3時間ほど川をさかのぼったところで、左の写真にあるN原子炉が見えてきました(9つある原子炉にはすべてアルファベットの名前が付けられています)。このあたりの地下水からは、飲料水の9000万倍のストロンチウム90が検出されました。両岸に草原が広がっていますが、野生の桑の木がたくさん生えており、これらは地下水から水をくみ上げています。そのため、桑の木を調べると地下水の汚染度がわかるそうです。カーペンターさんは、GAPのスタッフのノーマン・バスキーさんと一緒に、ここの桑の木で作ったジャムを政府に送ったそうです。怒った政府は裁判を起こしましたが、カーペンターさんらが勝訴したそうです。その後、政府は桑の木を全部伐採したりして悪あがきをしているようですが、桑は今でも生えています。

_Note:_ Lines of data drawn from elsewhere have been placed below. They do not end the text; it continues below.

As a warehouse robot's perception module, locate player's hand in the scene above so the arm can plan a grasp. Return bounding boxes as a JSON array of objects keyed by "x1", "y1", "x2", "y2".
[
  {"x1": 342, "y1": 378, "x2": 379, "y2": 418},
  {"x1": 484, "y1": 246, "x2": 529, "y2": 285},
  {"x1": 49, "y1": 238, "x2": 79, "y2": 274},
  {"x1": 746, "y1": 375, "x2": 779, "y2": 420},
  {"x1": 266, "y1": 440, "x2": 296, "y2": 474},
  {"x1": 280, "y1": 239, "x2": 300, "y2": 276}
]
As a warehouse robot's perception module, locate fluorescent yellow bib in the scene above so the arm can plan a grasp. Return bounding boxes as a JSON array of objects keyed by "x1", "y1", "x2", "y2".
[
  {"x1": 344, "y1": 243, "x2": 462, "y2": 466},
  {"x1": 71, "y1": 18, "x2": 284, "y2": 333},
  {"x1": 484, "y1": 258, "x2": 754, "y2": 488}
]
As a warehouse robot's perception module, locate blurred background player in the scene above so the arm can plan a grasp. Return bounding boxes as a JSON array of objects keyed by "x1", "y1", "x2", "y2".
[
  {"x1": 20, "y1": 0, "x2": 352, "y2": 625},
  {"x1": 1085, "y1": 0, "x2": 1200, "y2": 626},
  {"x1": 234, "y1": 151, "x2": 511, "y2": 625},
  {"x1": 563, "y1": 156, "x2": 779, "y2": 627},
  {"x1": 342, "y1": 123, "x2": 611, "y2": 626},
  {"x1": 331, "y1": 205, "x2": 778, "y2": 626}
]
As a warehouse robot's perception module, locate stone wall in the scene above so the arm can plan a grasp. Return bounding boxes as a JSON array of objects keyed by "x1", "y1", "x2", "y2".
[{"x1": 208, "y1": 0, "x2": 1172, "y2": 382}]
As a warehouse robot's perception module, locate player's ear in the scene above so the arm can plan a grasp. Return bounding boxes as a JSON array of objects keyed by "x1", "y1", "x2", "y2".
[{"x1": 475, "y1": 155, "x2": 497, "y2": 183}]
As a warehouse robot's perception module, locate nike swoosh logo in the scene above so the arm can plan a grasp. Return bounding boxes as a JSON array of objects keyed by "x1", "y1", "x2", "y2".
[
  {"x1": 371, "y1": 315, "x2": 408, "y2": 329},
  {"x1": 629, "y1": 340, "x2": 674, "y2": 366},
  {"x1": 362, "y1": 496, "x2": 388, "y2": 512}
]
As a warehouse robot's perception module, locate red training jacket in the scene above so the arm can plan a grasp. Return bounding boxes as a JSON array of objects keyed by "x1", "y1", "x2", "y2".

12時30分にホテル裏の桟橋に戻りました。天気が良く、日光浴やジョギングをしている何人かの人とすれ違いました。カモメが気持ちよさそうに飛んでいました。ここだけ見ると普通のアメリカの田舎町のようでした。長時間ボートの風に当たっていた私たちは、寒さに震えながらお弁当を手にシアトル行きのバスに乗り込みました。